En otra oportunidad, cansados de jugar, respirando el humo de Caletones, soportando nuestra sudoración y la tierra levantada de la cancha, fantaseamos con Miguel las mejores estrategias para atrapar o engañar a los hermanos Montecinos, líderes de la pandilla del camarote 40 y eficientes lanzadores de piedrazos. Eran planes peregrinos, ricos en ingenuidad e inocencia, pero sabrosos de imaginería infantil.
Un día cualquiera, dejó de asistir a la cancha. Dejamos de verlo. Quizás lo echamos de menos. No lo recuerdo. Nunca le preguntamos su apellido, nunca le preguntamos dónde vivía ni dónde estudiaba. Y, sin datos, ya no será posible ubicarlo jamás en las redes sociales.

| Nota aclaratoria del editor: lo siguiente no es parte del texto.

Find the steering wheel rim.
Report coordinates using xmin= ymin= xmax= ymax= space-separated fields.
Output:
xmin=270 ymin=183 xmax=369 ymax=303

Con la distancia de los años, rememoramos y apreciamos con el Yelo su inteligencia musical y la soltura que exhibía para circular por las calles y escalas repartiendo sencillamente sus melodías, como un regalo excepcional, como si fuera un pequeño personaje de un cuento de antaño.
Era como un himno de los años de oro del campamento.